Germans among Europe’s most frequent rail travellers

European comparison: Austrians and Swiss travel the most by train

Europe’s citizens travel an average distance of 961 kilometres by train every year. Germans make more use of the train.

Berlin, April 8, 2016. Germany belongs to a group of seven European countries in which citizens travel an average of more than a thousand kilometres per year by train. According to the latest report presented by the European independent rail regulator IRG-Rail, people in Switzerland and Austria were Europe’s keenest rail travellers. The figures show that in 2014, Swiss citizens travelled an average of 2,429 kilometres by train. Austrians came second with 1,426 kilometres. Third place went to the French, who travelled an average of 1,361 kilometres. Germany was sixth placed, behind Denmark and Sweden, with 1,115 kilometres per citizen and therefore above the average of 961 kilometres that each European citizen travels by train.

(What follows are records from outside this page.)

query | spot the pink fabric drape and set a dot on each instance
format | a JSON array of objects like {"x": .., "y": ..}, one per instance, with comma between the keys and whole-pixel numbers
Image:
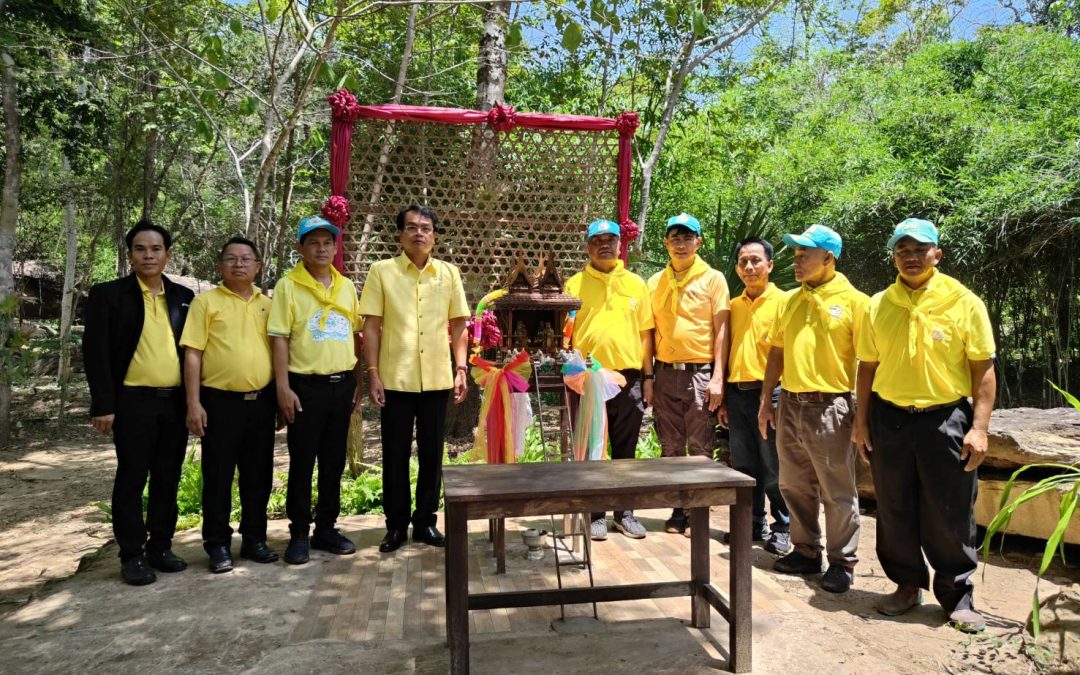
[{"x": 501, "y": 119}]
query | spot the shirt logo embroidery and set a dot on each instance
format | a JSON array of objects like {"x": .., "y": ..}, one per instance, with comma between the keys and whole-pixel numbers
[{"x": 337, "y": 327}]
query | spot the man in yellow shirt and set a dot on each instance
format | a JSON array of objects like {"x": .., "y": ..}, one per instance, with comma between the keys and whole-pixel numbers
[
  {"x": 228, "y": 374},
  {"x": 132, "y": 354},
  {"x": 690, "y": 311},
  {"x": 615, "y": 326},
  {"x": 312, "y": 326},
  {"x": 926, "y": 346},
  {"x": 753, "y": 313},
  {"x": 407, "y": 304},
  {"x": 813, "y": 348}
]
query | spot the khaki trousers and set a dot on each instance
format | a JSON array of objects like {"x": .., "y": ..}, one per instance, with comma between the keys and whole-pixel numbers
[{"x": 818, "y": 468}]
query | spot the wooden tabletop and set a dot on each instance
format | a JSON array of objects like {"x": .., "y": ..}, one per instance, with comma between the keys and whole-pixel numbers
[{"x": 478, "y": 483}]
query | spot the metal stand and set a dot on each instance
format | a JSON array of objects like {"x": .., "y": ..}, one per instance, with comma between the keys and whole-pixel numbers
[{"x": 575, "y": 526}]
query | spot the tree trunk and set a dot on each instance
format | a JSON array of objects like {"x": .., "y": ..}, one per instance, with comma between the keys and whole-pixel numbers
[
  {"x": 491, "y": 67},
  {"x": 67, "y": 301},
  {"x": 9, "y": 216}
]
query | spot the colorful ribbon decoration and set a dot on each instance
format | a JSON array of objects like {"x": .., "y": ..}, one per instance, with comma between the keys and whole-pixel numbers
[
  {"x": 478, "y": 315},
  {"x": 596, "y": 386},
  {"x": 495, "y": 434}
]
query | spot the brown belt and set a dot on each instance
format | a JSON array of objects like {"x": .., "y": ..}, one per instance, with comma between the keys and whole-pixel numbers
[
  {"x": 915, "y": 409},
  {"x": 814, "y": 396},
  {"x": 690, "y": 367}
]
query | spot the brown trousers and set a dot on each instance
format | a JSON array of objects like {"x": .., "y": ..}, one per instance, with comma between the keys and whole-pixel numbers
[
  {"x": 818, "y": 468},
  {"x": 680, "y": 413}
]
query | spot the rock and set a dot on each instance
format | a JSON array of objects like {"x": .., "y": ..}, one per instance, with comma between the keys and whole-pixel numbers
[
  {"x": 1060, "y": 629},
  {"x": 1030, "y": 435},
  {"x": 1034, "y": 518}
]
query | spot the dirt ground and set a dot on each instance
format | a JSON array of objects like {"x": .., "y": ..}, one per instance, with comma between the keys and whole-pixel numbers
[{"x": 63, "y": 607}]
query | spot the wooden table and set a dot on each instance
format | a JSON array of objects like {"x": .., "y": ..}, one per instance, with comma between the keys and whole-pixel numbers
[{"x": 510, "y": 490}]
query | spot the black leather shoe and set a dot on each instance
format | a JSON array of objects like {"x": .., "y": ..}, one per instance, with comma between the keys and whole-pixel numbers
[
  {"x": 333, "y": 541},
  {"x": 136, "y": 571},
  {"x": 165, "y": 561},
  {"x": 297, "y": 552},
  {"x": 220, "y": 559},
  {"x": 393, "y": 540},
  {"x": 257, "y": 551},
  {"x": 430, "y": 536}
]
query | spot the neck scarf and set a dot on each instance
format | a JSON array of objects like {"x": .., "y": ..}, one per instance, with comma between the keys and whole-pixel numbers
[
  {"x": 301, "y": 277},
  {"x": 937, "y": 294},
  {"x": 672, "y": 284}
]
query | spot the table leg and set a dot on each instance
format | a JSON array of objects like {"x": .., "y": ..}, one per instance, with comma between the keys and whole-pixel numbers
[
  {"x": 457, "y": 589},
  {"x": 500, "y": 545},
  {"x": 699, "y": 566},
  {"x": 740, "y": 628}
]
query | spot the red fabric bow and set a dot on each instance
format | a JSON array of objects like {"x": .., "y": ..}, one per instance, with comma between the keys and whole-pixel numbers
[
  {"x": 501, "y": 118},
  {"x": 626, "y": 123},
  {"x": 336, "y": 210},
  {"x": 343, "y": 106}
]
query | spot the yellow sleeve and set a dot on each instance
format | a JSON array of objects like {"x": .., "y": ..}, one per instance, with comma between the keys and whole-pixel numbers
[
  {"x": 459, "y": 306},
  {"x": 370, "y": 297},
  {"x": 280, "y": 322},
  {"x": 980, "y": 340},
  {"x": 197, "y": 327},
  {"x": 721, "y": 295},
  {"x": 865, "y": 338},
  {"x": 645, "y": 308},
  {"x": 358, "y": 319},
  {"x": 574, "y": 286}
]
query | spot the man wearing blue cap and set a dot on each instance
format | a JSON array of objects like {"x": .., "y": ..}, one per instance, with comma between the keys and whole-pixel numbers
[
  {"x": 813, "y": 348},
  {"x": 615, "y": 327},
  {"x": 312, "y": 326},
  {"x": 690, "y": 309},
  {"x": 926, "y": 346}
]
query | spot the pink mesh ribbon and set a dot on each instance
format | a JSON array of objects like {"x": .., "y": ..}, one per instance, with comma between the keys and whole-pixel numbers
[
  {"x": 501, "y": 118},
  {"x": 336, "y": 210}
]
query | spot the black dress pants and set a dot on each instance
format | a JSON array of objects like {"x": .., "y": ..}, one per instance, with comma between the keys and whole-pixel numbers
[
  {"x": 151, "y": 435},
  {"x": 925, "y": 499},
  {"x": 239, "y": 437},
  {"x": 426, "y": 413},
  {"x": 319, "y": 432}
]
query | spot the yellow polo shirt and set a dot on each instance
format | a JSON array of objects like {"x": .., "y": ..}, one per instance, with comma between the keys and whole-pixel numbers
[
  {"x": 154, "y": 363},
  {"x": 616, "y": 308},
  {"x": 751, "y": 321},
  {"x": 231, "y": 333},
  {"x": 415, "y": 306},
  {"x": 922, "y": 340},
  {"x": 319, "y": 322},
  {"x": 684, "y": 334},
  {"x": 817, "y": 329}
]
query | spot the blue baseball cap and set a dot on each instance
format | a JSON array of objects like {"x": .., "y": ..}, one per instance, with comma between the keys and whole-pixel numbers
[
  {"x": 315, "y": 223},
  {"x": 685, "y": 219},
  {"x": 817, "y": 237},
  {"x": 922, "y": 231},
  {"x": 603, "y": 227}
]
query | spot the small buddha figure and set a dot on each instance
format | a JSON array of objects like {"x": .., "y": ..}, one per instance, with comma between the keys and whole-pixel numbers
[
  {"x": 521, "y": 337},
  {"x": 549, "y": 338}
]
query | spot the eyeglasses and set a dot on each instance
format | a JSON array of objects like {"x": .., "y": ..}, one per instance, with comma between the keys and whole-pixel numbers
[{"x": 239, "y": 261}]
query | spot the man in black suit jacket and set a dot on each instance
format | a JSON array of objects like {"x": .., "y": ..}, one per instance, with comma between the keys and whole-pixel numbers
[{"x": 134, "y": 365}]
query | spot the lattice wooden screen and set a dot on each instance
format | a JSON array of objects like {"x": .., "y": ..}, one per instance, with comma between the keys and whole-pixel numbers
[{"x": 499, "y": 194}]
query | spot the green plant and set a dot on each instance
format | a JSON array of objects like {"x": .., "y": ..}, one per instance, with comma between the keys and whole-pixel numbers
[
  {"x": 1068, "y": 475},
  {"x": 649, "y": 447}
]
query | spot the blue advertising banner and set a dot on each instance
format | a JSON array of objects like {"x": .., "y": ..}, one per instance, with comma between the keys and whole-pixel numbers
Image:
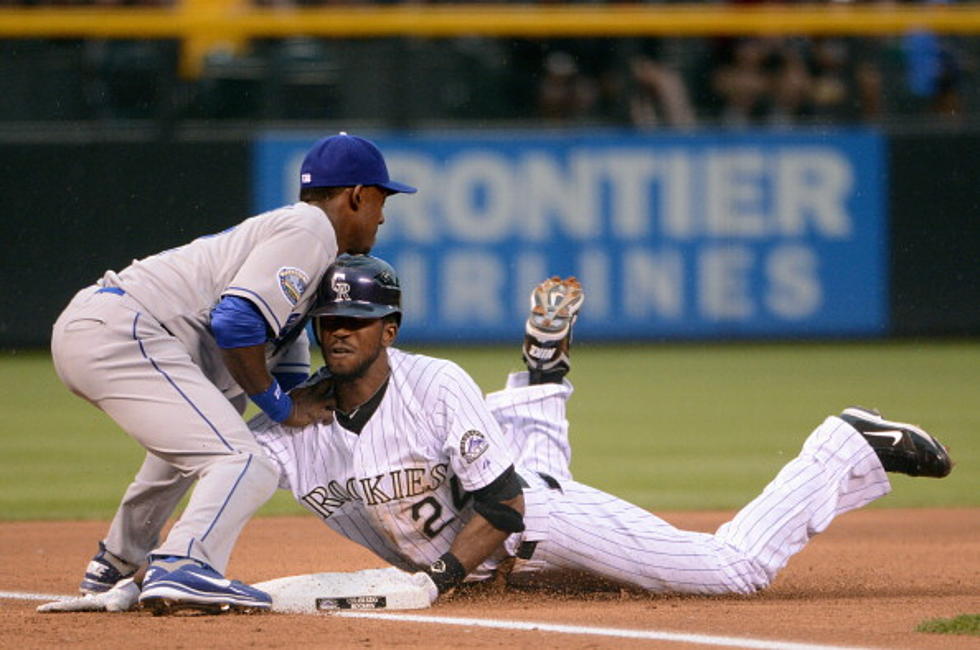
[{"x": 706, "y": 235}]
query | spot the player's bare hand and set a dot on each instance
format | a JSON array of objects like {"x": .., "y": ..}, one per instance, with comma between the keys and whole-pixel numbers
[{"x": 314, "y": 403}]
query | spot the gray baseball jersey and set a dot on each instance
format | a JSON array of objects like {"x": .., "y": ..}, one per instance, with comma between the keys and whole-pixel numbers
[
  {"x": 270, "y": 259},
  {"x": 574, "y": 531},
  {"x": 138, "y": 346}
]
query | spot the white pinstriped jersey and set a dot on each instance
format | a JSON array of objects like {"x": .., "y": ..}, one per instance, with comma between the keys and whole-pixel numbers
[
  {"x": 399, "y": 487},
  {"x": 275, "y": 260}
]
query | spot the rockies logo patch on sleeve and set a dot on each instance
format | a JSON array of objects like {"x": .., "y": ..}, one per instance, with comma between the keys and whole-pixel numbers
[
  {"x": 472, "y": 445},
  {"x": 293, "y": 283}
]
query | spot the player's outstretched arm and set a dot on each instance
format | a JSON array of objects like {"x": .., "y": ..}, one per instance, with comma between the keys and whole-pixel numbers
[{"x": 499, "y": 512}]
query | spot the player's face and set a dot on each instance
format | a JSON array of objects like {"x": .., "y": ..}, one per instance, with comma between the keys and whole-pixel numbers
[
  {"x": 352, "y": 345},
  {"x": 368, "y": 214}
]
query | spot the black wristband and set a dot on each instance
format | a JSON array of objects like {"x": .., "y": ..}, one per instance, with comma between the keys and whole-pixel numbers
[{"x": 446, "y": 572}]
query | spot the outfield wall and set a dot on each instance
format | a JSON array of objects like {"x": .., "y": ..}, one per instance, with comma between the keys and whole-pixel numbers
[{"x": 719, "y": 235}]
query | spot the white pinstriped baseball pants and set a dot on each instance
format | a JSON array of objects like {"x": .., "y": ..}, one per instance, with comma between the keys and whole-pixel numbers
[{"x": 595, "y": 533}]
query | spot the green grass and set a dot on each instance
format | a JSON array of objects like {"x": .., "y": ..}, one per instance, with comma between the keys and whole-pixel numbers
[
  {"x": 964, "y": 624},
  {"x": 665, "y": 426}
]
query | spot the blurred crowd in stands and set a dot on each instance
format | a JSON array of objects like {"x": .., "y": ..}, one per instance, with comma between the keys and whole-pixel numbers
[{"x": 640, "y": 82}]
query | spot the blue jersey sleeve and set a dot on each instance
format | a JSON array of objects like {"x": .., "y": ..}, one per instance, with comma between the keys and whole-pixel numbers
[{"x": 237, "y": 323}]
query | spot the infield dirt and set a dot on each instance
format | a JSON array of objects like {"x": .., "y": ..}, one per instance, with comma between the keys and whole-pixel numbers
[{"x": 867, "y": 582}]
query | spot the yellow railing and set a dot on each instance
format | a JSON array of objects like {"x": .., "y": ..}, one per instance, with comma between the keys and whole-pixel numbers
[{"x": 205, "y": 24}]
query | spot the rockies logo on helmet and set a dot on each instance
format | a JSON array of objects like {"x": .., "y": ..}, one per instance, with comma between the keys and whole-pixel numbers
[{"x": 359, "y": 286}]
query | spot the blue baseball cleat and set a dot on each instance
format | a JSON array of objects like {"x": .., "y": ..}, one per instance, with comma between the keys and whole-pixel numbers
[{"x": 179, "y": 583}]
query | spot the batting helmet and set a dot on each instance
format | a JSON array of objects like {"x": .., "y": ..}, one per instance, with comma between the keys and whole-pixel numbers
[{"x": 359, "y": 286}]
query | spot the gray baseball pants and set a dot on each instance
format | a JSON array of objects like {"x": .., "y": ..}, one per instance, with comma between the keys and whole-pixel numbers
[{"x": 109, "y": 350}]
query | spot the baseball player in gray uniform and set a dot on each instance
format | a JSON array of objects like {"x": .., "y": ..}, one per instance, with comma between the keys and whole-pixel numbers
[
  {"x": 171, "y": 346},
  {"x": 420, "y": 468}
]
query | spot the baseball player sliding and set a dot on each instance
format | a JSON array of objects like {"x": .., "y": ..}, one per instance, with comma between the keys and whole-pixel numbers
[
  {"x": 449, "y": 486},
  {"x": 418, "y": 467},
  {"x": 171, "y": 345}
]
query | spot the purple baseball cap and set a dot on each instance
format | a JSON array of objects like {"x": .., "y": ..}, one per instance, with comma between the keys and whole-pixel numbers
[{"x": 344, "y": 161}]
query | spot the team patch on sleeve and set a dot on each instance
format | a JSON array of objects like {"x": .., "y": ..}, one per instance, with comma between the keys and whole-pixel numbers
[
  {"x": 472, "y": 445},
  {"x": 293, "y": 283}
]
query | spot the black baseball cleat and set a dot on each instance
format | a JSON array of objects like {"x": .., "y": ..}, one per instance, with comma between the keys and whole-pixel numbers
[
  {"x": 901, "y": 447},
  {"x": 104, "y": 571},
  {"x": 548, "y": 330}
]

EU comparison: railway-kilometres per person

EU-Vergleich Eisenbahn-Kilometer pro Kopf - Vielfahrer

“Germans are in the top league of rail travellers in Europe,” said the managing director of the German Pro-Rail Alliance, Dirk Flege, on Friday in Berlin. “Statistically, every German travels the annual equivalent of a return journey from Berlin to Rome by train. However, the figures from Switzerland and Austria show that there is still a lot room for improvement.” Flege pointed out that “both our neighbours have transport policies that decisively favour the environmentally friendly railways”. In order for Germany to one day become an Eldorado for rail travellers, transport policies need to be introduced that will bring about a trend reversal. “Expansion of rail infrastructure, more services that will encourage people to switch from their cars to the railways, and fairer competitive conditions between rail, road and aviation. By setting such a policy agenda, our traditionally car-oriented country could certainly develop into a pioneer for modern, sustainable transport,” said Flege. “Unfortunately, Germany’s ambitious transition to sustainable energy will be left hanging in the air without equivalent changes in transport.”